Which wasn’t strictly in her job description, of course. But she did it and the answer came back no. Meanwhile, Ellie and I had agreed that we’d start asking around in the morning, once the storm had gone by, in case anyone in town knew anything we might find interesting on Chip’s behalf.
Ellie had said she’d email Lizzie Snow’s photos of her niece around, too; what that increasingly odd story was really all about I couldn’t begin to guess. Could the guys in the hardware store be right?
Looking out into the rain-swept evening, I hoped not, and not only
for my own sake. As a potential police chief, Lizzie fit Eastport the way a roofing tack fits a finishing nail’s pre-drilled hole: you can hammer it in there, all right, but it’s not going to do the job like you wanted and it’ll always look funny.
For now, though, all I could do about any of it was stay home, with no plans to go out any more tonight. But that just goes to show how life can turn on a dime, doesn’t it?

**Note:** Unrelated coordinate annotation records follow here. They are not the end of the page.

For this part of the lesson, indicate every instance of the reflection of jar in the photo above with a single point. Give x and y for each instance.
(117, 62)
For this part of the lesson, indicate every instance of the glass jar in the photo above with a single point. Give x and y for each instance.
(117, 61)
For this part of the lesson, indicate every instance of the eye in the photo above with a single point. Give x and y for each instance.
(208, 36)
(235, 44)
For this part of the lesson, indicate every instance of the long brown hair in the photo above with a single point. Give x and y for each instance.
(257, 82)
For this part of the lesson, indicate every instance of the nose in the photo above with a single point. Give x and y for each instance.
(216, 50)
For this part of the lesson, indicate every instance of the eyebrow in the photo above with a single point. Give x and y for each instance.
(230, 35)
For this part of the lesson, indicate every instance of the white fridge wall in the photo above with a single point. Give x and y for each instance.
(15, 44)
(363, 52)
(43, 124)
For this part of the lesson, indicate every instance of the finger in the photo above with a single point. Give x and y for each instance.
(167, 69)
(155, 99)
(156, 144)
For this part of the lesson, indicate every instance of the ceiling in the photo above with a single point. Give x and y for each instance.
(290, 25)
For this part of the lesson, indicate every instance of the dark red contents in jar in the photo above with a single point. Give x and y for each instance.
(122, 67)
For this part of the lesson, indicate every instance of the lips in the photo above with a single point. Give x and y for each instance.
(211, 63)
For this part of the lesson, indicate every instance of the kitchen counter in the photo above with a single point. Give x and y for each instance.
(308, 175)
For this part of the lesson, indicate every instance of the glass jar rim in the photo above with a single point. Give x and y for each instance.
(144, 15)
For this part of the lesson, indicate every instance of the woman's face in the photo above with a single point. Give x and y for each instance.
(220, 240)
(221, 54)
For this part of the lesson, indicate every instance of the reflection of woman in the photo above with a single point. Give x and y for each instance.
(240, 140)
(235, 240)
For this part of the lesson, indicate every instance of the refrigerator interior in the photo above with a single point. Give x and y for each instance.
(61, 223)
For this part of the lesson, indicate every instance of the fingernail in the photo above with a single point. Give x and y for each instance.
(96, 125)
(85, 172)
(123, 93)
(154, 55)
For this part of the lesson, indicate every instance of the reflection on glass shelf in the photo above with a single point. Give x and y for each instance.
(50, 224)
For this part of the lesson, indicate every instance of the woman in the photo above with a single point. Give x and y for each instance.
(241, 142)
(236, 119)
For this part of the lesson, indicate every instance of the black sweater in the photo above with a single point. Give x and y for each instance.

Because not much later I was in a strange car, sneaking down a dark street through wind-driven rain while following a possible murderer.
And that was the good part of the evening.
• • •
“That’s them.” Lizzie pointed across the dark expanse of rain-swept Water Street.
“I’m telling you, they were there last night, and they were watching.”
At the church, she meant, right after poor Karen Hansen had been knifed to death. “I mean they were fascinated. Way more than the rest.”
She’d arrived at my place while I was in the hall, cleaning up after the pipe repair.
“Jake,” she’d said, standing on my back porch with the rain hammering down behind her, “can I come in?”
“Sure,” I said. What I wanted to say was “Liar, liar.” The more I’d thought about it, the more believable that rumor about Lizzie being a cop sounded.
But I didn’t feel like confronting her about it; for one thing I had no control over who the next Eastport police chief might be, and for another, with my hair still full of Spackle globs and my eyes gritty with plaster dust, I didn’t give a hoot if she was secretly Bozo the Clown as long as I could get into a good hot shower real soon, now.
So I just stood aside to let her past the stepladder, the spackling tools, the hacksaw, a tub of Spackle, a plastic drop cloth, the opened can of plaster buttons, and the electric screwdriver.
Due to the leak, I’d had not only a water emergency but also a ceiling emergency, and when I reached up to smooth Spackle onto a plaster button, I’d nearly had a ladder emergency. But she didn’t go past the mess, because she wasn’t staying; instead, she wanted me to go with her.